Taken at face value, Francis' endorsement of Humanae Vitae seems in continuity with the views of his predecessors. Yet the forcefulness of his insistence that pastors be attuned to "particular cases" and his clear emphasis on responsible parenthood (Catholics don't have to be like rabbits, in the colorful language of Francis) suggested to some that he wants to move the church beyond a rigid interpretation of Humanae Vitae.
This idea was reinforced when he invited couples to explore responsible parenthood "with dialogue," saying, "That is why in the church there are marriage groups, there are experts in this matter, there are pastors."
But then Francis returns to rigidity, adding, "God gives you methods to be responsible. ... I know so many, many licit ways that have helped this."
Francis needs to re-examine his statements. While the contraception issue has been largely settled in the West, where repeated surveys reveal Catholic birth control practices hardly differ from that of others, in developing countries such as the Philippines, reproductive health care is widely denied to the populace because of the strength and lobbying of the Catholic hierarchy.
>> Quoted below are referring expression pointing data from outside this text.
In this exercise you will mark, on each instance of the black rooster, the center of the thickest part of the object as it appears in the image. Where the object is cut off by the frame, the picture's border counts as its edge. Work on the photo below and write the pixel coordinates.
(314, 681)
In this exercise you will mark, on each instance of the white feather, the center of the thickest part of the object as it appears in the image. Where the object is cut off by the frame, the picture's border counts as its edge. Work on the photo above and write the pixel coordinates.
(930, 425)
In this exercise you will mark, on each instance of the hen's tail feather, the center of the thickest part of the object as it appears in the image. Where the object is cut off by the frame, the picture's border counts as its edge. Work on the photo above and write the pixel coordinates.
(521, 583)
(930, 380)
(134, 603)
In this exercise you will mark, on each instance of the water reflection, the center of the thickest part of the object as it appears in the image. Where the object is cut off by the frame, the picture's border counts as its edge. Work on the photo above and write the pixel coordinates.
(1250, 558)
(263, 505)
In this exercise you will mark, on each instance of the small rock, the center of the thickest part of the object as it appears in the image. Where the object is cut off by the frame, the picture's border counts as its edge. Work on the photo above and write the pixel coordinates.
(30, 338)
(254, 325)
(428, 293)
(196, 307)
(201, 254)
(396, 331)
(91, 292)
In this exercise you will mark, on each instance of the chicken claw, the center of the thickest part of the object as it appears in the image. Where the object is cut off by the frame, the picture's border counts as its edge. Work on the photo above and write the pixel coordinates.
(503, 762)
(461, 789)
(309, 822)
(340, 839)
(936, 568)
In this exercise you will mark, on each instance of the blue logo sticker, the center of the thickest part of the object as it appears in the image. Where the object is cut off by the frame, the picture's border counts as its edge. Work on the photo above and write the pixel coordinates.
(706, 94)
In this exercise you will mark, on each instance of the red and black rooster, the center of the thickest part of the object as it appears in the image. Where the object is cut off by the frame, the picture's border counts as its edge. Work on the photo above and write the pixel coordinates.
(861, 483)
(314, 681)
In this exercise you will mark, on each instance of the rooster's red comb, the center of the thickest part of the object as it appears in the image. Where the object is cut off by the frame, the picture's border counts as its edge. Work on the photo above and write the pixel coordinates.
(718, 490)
Our hope is that Francis is taking the first steps to untie official church teachings from the idea that "each and every marriage act must remain open to the transmission of life." This teaching represents the narrowest of understandings of love, intimacy and fidelity within a marriage.
This is not the place to offer a full rebuttal of the official church teachings on birth control. As noted above, the Catholic faithful have answered this issue long ago.
A recent and accessible study of this issue can be found in Sexual Ethics: A Theological Introduction by Todd A. Salzman and Michael G. Lawler. They outline an approach based on papal teaching, from Pius XI's Casti Connubii* through the Second Vatican Council's Gaudium et Spes and including the 1983 revised Code of Canon Law that builds a moral case for maintaining an openness to human life (which Humanae Vitae strives for) but would not prohibit the use of artificial contraception.
The encounter we want Francis to have is with theologians, parish priests and Catholic couples who will speak the truth to him. Humanae Vitae has been a serious impediment to Catholic authority. It has created a disabling chasm between the prelates and priests, between the hierarchy and the faithful.
Very shortly after the encyclical's promulgation, sociologists, like Fr. Andrew Greeley, began to document its contributing effect to a decline of episcopal credibility, Mass attendance and donations, and even vocations, as priests who couldn't in good conscience defend the encyclical left ministry.
Paul VI pointed rightly to dangers to married life and human dignity, and, fearing a change in teaching would erode church credibility, prescribed the wrong medicine. It's well past time for Francis and the church hierarchy to rejoin the faithful on a human journey that very much needs them as companions. If Francis wants the church to be a credible witness, if he wants to be the pastor we think he can be, he needs take us beyond the Humanae Vitae impasse.
*An earlier version of this editorial incorrectly attributed the encyclical Casti Connubi to Pope Pius XII.